When you get to the last word in this sentencing, close your browser and never ever come back to Audiogon, just don't do it.
In addition to not visiting AGON ever again, it also helps if you have the discipline to not allow a creeping scintilla of doubt regarding your system or just one piece of it, from being able to deliver sonic bliss that quite literally makes your jaw drop because it is truer than true. If you can avoid that creeping doubt that makes you feel that changing gear is going to be truly transformative and not just different - you might just be able to get off the merry-go-round; otherwise, just enjoy the hobby and accept that the merry-go-round is at the heart of the audiophile experience. Just want to listen to music? Well,that's another story.
Of course you should get better equipment, but at some point it isn't really better (certainly not "much" better), just different and it is important to know the difference IMHO. And you certainly don't have to get off the merry-go-round, you just have to know when you are on one, and have fun with it if you enjoy it, many of us do.

My comments are for those who want to get off (OP was pleading:)), and suggesting a method for doing so - stop reading every review compulsively, and stop being parnoid (audionervosa) about your system - just focus on the music,and stop thinking so much about the equipment (IF, you want to get of the m-g-r); I actually don't.
Very true. Another way to get off the merry-go-round is to avoid live acoustic venues, jazz in my case; otherwise you might think it is possible to recreate that live sound in your living room playing recordings of a live event if you only had the right speakers and dialectric on your cables - it does not happen. Audio can be a very pleasant and satisfying illusion, but live it is not (besides the electronic chain of the recording process,it would be very odd for a 6" midrange and 8" woofer to sound like a grand piano or a drummers kit.) When I lowered my expecations, I learned to live much more happily with my equipment.
Hobby indeed, which is why we care about it so much more than is merited (disproportionate) by the facts. The wine and beer fanatics don't have anything on us - actually I suspect a lot of overlap in membership:)
So you disagree with blackwillard? Owning a $50,000 system, I do think that a well sorted $5,000 system can surprise you with how good it can sound. As good as what I have? I don't think so, but not so much better as the price difference would suggest. Yes, there is more to pursue, and the quest can be never ending, and nothing wrong with that if you have the money and enjoy the quest. But you can easily choose not to get caught up in that and have a very satisfying stereo giving you many years of enjoyment; while using all that time and energy, and perhaps money on another pursuit that can also life enjoyable.

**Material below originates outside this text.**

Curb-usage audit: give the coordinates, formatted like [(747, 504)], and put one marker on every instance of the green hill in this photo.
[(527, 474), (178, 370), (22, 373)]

To be fair to Tbg, I don't think spending money on audio is simply a search for bragging rights, though it might be for some; it is not a bad thing in itself and to some degree there is generally some incremental improvement that comes with spending more on gear,though it is not guarantee, you must match well, and the improvements are far from linear, but that is the luxury market. On the other hand, you can have a great system without having to spend a fortune, a relative term, I know, and to me getting off the merry-go-round can simply mean to enjoy one's system that is well matched and thought out and decide that you don't want or need to be so compulsive about it that you can only feel satisfied by spending more and more money chasing the dream; which is not meant as an indictment for choosing to spend money on your equipment, but keeping a realistic sense of what that money spent actually get's you and not exaggerate what it all means.